Would like some advice please. I have a rat she's about 13 weeks old and has been sneezing for about two day. I don't want to really give her antibiotics because I'd don't really believe in them for my own health unless they are absolutely necessary. So I want to try and give her some natural treatments. So far i have tried giving her a little raw honey on a pea which she licked a little bit but wasn't quite sure about. I've put some colloidal silver in her drinking water about a cap full in a 120 ml bottle. I've been giving her parsley and have given her a little raw cocoa nib don't know if this is as good a dark chocolate but thought it might be better as it doesn't have the sugar or dairy in. I've read on the internet about grapefruit seed extract but have been able to find any in the local supermarket or pharmacy yet and going to try a health food store next. I haven't found any information about how to give it to them though and what dosage, I was thinking of maybe mixing it with baby food. Have also been wondering about what else i could give her ideas I've had are olive leaf extract and spirulina but I'd don't know if these are good for rats and wouldn't know what dosage to give. I also have so Irish moss in the fridge. If anyone has had any luck with natural remedies i could really do with the advice thanks. I don't have any natural vets near me and would like to help her get better. If she gets worse i will take her to the vet thought. She doesn't have any red around her nose or eyes yet and her chest sound ok to me but I'm not sure what it would sound like if it was bad. She's still active and pretty much normal behaviour apart from the sneezing. We've had her for about 6 weeks now so it wouldn't be due to I new environment. They have fleece bedding and recycled paper litter(breeders choice) There diet consisted of a mix of freeze dried fruits, goji berries, puffed millet kamut rice, Rolled oats, organic tri colour pasta, pumpkin seeds, sunflower seeds, unhullled and hulled barley.And Biotic Plus weight control dog food. Sorry for the long post and thanks for taking the time to read and help


----------



## LightningWolf (Jun 8, 2012)

How long have you been trying the honey? natural remedies don't work over night.

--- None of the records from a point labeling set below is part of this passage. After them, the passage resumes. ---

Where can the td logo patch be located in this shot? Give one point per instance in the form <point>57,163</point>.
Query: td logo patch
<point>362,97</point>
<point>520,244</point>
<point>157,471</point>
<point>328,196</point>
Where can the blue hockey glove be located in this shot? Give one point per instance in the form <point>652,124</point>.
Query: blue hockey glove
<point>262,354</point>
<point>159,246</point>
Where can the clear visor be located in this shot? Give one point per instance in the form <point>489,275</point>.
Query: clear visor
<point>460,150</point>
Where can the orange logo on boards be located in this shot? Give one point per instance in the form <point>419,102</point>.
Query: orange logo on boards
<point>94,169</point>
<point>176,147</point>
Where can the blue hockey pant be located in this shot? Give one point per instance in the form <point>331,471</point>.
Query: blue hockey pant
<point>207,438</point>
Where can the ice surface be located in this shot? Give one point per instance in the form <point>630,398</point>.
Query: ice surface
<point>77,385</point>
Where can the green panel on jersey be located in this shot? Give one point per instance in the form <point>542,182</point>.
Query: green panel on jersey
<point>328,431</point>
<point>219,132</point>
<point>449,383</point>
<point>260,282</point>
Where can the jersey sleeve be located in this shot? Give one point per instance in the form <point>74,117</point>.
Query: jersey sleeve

Keep up with the honey, I normally mix some up in baby food, and the Parsley. I've never used grape fruit extract but I assume just mix it into some baby food. Or maybe you can mix it up with some Black or Green Tea (Tea will also help). I've heard of pine apple juice also helping, but I just read of that recently and not sure how well it works.

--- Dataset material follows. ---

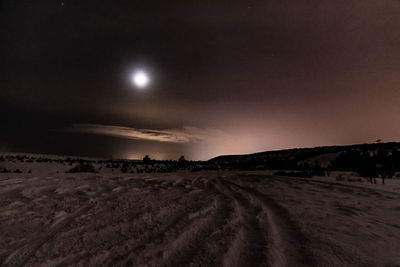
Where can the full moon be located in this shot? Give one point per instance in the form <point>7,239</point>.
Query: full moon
<point>140,79</point>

Along with that always good to use Detox herbs, so Cinnamon, Cilantro, and Oregano. Also Thyme helps with Resp.

If you can get Echinacea that helps too. Garlic is also suppose to help but I've only used it once.

I've never used Olive leaf extract, but from what I'm reading it goes along with the basis of giving the Detox herbs.

Spirulina is good over all in daily diets, so worth giving as well.

Not sure about Irish moss, I can't find much on it other then it's used to make beer and milk products. Can't hurt though.

Diet sounds fine.


----------



## anglethatispurple (Jan 3, 2013)

I also feed them fresh fruit and veg every other day forgot to mention. Also its been quite hot here for about two week so I don't know if that triggered it. Also she got into my broken couch which is a bit dusty which i worried might have caused it. I just hope I'm doing the right thing. What symptoms would mean I she's getting worse and i should take her to the vet?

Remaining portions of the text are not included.